A tasty keto recipe that serves 12. Goes well with a coffee in the morning.

Ingredients

  • 4 large Eggs at room temperature
  • 1 cup Coconut Cream canned, full fat, shake the can before measuring
  • ½ cup Erythritol or sugar or a mix
  • 2 teaspoons Vanilla Extract
  • 1 teaspoon Pure Coconut Extract
  • ¾ cup Coconut Flour, no lumps, measure precisely
  • ½ cup Unsweetened Desiccated Coconut
  • 2 teaspoons Baking Powder

    CREAM CHEESE FROSTING
  • 125g Cream Cheese soft, at room
    temperature, cubed
  • ¼ cup icing sugar
  • ¼ cup Coconut Cream canned, full fat,
    shake the can before measuring
  • 1 teaspoon Coconut Extract

Directions

  1. Preheat oven to 180°C.
  2. Grease and line a 23cm cake pan with coconut oil or butter.
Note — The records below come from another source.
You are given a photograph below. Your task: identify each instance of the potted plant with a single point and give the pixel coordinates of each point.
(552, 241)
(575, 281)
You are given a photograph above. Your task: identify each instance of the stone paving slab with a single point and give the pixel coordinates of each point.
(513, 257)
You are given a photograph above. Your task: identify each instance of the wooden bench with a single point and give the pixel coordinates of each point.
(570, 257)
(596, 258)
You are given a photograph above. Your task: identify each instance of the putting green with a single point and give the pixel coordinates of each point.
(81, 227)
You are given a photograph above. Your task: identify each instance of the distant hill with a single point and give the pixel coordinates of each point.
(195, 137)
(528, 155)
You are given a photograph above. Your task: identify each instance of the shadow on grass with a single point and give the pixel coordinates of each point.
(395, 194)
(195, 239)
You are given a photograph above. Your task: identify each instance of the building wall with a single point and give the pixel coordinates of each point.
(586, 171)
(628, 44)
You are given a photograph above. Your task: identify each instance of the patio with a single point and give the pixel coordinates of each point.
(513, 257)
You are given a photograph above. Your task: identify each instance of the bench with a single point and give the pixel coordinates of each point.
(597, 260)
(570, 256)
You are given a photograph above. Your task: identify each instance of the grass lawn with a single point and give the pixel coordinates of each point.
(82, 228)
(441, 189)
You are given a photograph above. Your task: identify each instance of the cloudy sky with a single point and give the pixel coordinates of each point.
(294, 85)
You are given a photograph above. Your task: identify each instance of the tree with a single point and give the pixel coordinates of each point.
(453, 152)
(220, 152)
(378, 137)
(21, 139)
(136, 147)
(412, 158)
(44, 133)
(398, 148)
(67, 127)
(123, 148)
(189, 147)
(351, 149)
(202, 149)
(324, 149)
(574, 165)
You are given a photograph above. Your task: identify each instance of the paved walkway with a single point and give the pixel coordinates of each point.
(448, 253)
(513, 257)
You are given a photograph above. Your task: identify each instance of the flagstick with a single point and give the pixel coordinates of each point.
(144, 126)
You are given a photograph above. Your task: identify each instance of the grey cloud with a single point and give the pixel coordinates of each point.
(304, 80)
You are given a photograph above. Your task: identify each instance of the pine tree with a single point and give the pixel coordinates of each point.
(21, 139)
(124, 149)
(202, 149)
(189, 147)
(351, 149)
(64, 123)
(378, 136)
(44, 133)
Set aside.
  3. In a large bowl, using an electric beater on medium speed, beat the eggs, cream, sugar mix, coconut extract, and vanilla until slightly lighter in colour.
  4. Beat in coconut flour and baking powder until the batter is shiny and has no lumps. Stop the beater and stir in the desiccated coconut. Pour into the pan.
  5. Bake for 20-25 minutes. Insert a pick in the centre of the cake every 5 minutes from 20 minutes of baking. If it comes out clean or with a little bit of crumb,
    it’s cooked! This is the best way to prevent a coconut flour cake from overbaking and getting dry.
  6. Cool 5 minutes in the pan then transfer onto a cooling rack.
  7. Cool 1 hour on the rack or wait until it reaches room temperature to frost.
  8. 10 minutes before serving, beat the cream cheese with coconut cream, coconut extract, and icing until fluffy. If too thick, add more coconut cream until it reaches a texture you love.
  9. Spread the icing on top of the cake and serve with extra toasted desiccated coconut.